Frequently Asked Questions

What is Probate?

Probate is the legal process through which a deceased person's assets are distributed to heirs and beneficiaries and debts are paid off under the supervision of the court. Probate involves proving in court that a deceased person's will is valid, identifying and inventorying the deceased person's property, appraising the property, paying debts and taxes, and distributing the remaining property as the will (or state law if there is no will) directs. Probate can be a lengthy and potentially expensive process, depending on the complexity of the estate and the laws of the jurisdiction where it takes place.

What is a Pour-Over Will?

A pour-over will is a legal document that is used in conjunction with a revocable living trust as part of an estate plan. The purpose of a pour-over will is to ensure that any assets that were not transferred into the trust during the grantor's lifetime are "poured over" into the trust upon the grantor's death.
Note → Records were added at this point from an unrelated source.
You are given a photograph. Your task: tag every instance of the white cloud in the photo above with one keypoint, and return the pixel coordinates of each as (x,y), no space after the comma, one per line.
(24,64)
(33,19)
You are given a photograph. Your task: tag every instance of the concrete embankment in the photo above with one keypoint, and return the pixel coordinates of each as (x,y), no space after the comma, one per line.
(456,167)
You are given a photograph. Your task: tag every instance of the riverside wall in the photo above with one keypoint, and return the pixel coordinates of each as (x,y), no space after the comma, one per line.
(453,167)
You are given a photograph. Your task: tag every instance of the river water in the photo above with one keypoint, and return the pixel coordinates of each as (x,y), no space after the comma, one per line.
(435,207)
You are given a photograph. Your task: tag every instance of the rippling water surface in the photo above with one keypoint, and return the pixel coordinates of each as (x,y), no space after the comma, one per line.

What is a Revocable Trust?

A revocable trust is a flexible estate planning tool that allows individuals to retain control over their assets during their lifetime while providing for efficient asset management and distribution after their death. A revocable trust can be revoked or amended by the grantor during the grantor’s lifetime. This means that the grantor can change the terms of the trust, add or remove assets from the trust, or even dissolve the trust altogether if they wish. One of the primary benefits of a revocable trust is that assets held in the trust at the time of the grantor's death typically avoid probate. This can help streamline the distribution of assets to beneficiaries, as probate can be time-consuming, expensive, and subject to public scrutiny. A revocable trust can also provide a mechanism for managing assets in the event of the grantor's incapacity. If the grantor becomes unable to manage their financial affairs, the successor trustee named in the trust document can step in and manage the trust assets on behalf of the grantor.

What is a Power of Attorney?

A power of attorney is a legal document that grants someone else the authority to act on your behalf in financial, legal, or other matters. The person granting the authority is referred to as the "principal," and the person receiving the authority is called the "agent" or "attorney-in-fact."

What is a Health Care Directive?

A healthcare directive, also known as an advance directive or living will, is a legal document that allows individuals to specify their preferences for medical treatment and healthcare decisions in the event they become unable to communicate or make decisions for themselves due to illness or incapacity.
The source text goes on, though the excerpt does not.